A baby has no way of knowing what is important for it to learn to cope with life, and so it pays attention to absolutely everything. Its brain is switched into a perpetual learning mode, so it learns to distinguish individual sounds from the morass of surrounding noise, then language, facial expressions, good flavours and so on. After a certain age, this state of effortless learning stops and from there on we all have to concentrate to learn a new skill. A bout of serious concentration briefly turns the learning ability back on, releasing my favourite neurotransmitter, dopamine, which is the neurotransmitter of action, and acetylcholine, which helps the brain tune in and sharpens memory. Learning new stuff seriously rejuvenates the brain.
And so learning a foreign language, which requires a great deal of thinking and learning, spurs the brain into action, improving the memory overall far more effectively than just trying to learn a list of words or objects possibly can.

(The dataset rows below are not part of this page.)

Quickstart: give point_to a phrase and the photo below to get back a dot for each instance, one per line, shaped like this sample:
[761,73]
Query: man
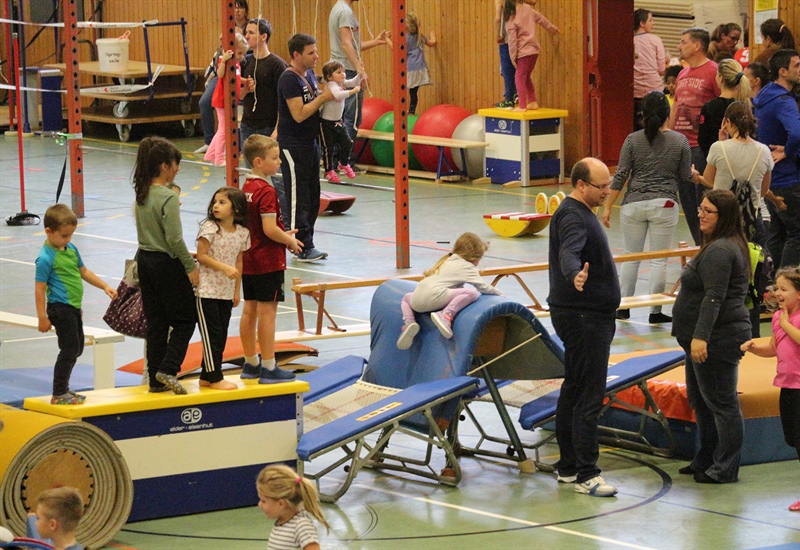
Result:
[584,297]
[299,100]
[696,85]
[346,48]
[779,129]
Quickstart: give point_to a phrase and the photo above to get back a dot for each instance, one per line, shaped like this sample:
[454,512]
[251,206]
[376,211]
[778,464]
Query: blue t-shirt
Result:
[61,270]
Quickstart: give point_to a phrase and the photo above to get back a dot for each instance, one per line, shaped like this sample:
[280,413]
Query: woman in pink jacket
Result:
[523,47]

This also applies to learning how to listen properly again as the hearing ages, to doing eye exercises and getting back in touch with the body. For example, wearing increasingly thick, comfy shoes sends the sensors in the feet to sleep, and the appropriate maps in the brain fade, so we lose our feet. And we are well on our way to the Stagger Of The Ancient.
If we use getting older as an excuse for laziness – ‘you can’t teach a dog new tricks’ – then we can enjoy a shamble into the old people’s home, spending our days gawping at the telly or shouting at the nurses. If, on the other hand, we stumble about barefoot, fumbling our way through the Greek alphabet and being completely incomprehensible as we have a go at our new French, ‘Excuesay mwah, monsewer, oo eh le magazan de baggette?’ – and then studying a bit of Schopenhauer for a bit of light relief, we may be viewed as daft as brushes. But we will own a brain 20 – 30 years younger than that of our contemporaries. Better than watching Holby City in the dotage.